Let's tell the truth... It’s exhausting when we pretend to be someone we’re not. When we do, we allow other people's perceptions of us to control us. That indicates a spiritual problem. Jesus says, “It’s not your actions – like the Pharisees say – its an issue of your soul. Therefore, be brave enough to confront your motivations lurking under the surface.”
On August 21, 1986, the villagers of Nyos, in Cameroon, heard a noise coming from the valley near Lake Nyos. The next morning, every person in the village (nearly 1800) was dead. The cattle were dead, the flies that would have been on the animals were dead too.
Scientists rushed to Nyos to discover what happened. They finally realized that a build-up of carbon dioxide gas on the bottom of the lake bed caused the tragedy. They say that lakes near volcanoes are prone to have carbon dioxide deposits under the water. Most lakes release carbon dioxide very slowly.
That night Lake Nyos released 1.8 million tons of Co2. It sat under the lake bed, continually growing for decades. The gases formed a toxic cloud, and when it reached the surface, a tragedy occurred.
No one realized that what was below the surface was more dangerous than anything on top. That's why Jesus lists all kinds of sinful behaviors, but then he says, “The real issue behind the behavior is the heart.”
I think the key to interpreting this passage is this: These verses are a response to Pharisees.

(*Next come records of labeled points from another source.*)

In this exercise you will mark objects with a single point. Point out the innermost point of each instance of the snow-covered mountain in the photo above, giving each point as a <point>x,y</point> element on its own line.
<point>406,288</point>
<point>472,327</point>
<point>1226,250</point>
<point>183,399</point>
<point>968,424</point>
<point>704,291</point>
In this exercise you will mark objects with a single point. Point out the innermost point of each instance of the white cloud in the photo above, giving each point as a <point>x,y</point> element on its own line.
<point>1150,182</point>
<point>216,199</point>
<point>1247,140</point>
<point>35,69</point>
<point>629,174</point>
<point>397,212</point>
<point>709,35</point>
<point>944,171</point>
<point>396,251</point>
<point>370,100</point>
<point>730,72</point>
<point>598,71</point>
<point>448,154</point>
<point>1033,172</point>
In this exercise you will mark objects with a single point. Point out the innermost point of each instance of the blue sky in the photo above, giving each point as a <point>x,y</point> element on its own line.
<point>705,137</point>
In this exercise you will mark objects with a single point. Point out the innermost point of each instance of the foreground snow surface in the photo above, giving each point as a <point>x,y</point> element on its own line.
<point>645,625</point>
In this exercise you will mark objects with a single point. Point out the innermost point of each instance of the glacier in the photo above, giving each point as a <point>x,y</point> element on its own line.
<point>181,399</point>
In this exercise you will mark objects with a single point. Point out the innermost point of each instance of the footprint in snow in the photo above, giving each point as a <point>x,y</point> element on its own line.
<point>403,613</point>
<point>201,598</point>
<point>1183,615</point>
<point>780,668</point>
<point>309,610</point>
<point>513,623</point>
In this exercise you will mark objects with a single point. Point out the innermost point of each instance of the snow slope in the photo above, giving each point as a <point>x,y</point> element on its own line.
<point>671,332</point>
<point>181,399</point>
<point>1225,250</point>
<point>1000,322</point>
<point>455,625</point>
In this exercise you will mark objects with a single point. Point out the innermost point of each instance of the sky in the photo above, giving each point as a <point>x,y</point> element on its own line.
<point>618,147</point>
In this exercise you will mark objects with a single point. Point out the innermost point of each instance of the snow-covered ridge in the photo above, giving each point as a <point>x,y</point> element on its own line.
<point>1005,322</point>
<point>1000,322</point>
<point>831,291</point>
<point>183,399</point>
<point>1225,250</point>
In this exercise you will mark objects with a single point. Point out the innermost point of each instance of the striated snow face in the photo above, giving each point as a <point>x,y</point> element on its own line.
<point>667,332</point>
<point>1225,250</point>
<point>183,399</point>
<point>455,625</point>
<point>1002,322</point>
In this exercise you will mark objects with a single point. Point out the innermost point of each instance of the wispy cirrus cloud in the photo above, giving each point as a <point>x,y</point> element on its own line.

God doesn't want us to 1literally pull our eyes out of our eye sockets. Jesus didn't 80literally mean we should cut off our hands and toss them in the garbage.
I hear these metaphors as an overarching message: Spiritual transformation matters more than behavior modification. Open the heart to the way of Jesus and, "Love the Lord your God..."
My sermon is titled: “Never Surrender Your Authenticity.”
It’s easy to beat up on the Pharisees, but I’ve been a Pharisee on numerous occasions. I’ve allowed myself to surrender my authenticity to impress people.
When I was in seminary, they emphasized the importance of "clergy as chief scholar of the congregation." I got dinged in a preaching class by a professor who said, "Your sermons need to develop an academic tone.” Ironically, he had never pastored a church.
I bought that cheap, non-creative, knock off preaching method hook, line, and sinker.
I came out of seminary well trained, and ready to use all the $20 words I learned. I wanted to impress people with my hard work. I knew theology, exegesis, languages (Gr. Heb. Theo…), and my homiletical marks were the highest in my class…. I had the world by the tail… and it was downhill pull.
Then everything changed.
Have you ever had a turning point that reset your entire trajectory? That’s what happened to me one faithful day. A decisive moment occurred, and I realized that I was a counterfeit when I tried to fit someone else's mold.
The sermon, which was an academic lecture, was on how the book of Acts charts Paul’s growth away from prejudice and exclusion against gentiles, to embrace them through the work of the Holy Spirit.
Well… I lost my place in my sermon notes because I didn’t have the pages numbered. So I had to ad-lib for a moment while I found my place.
Then I heard something come out of my mouth that shocked me: I said, “Thus the existential and spiritual ramifications make his ontological transformation plausible.” When I said that, I paused… I was so shocked at myself that I had an internal conversation. I won’t repeat all of it because I’m in church, but it sounded something like:
“OMG! That was a hot mess!”
I finished the sermon, and I went home and wrote in my journal, “Don’t be a fraud and worry about how other people see you. A sermon should be Hemingway, not Faulkner.”
Then my wife confirmed my suspicion, “They sure know that you know what you were talking about… all three of them who were awake.”
That’s when I learned a motto I carry today, “The privilege of a lifetime is to be who you are.” That’s also when I learned that I don’t need a fake handbag.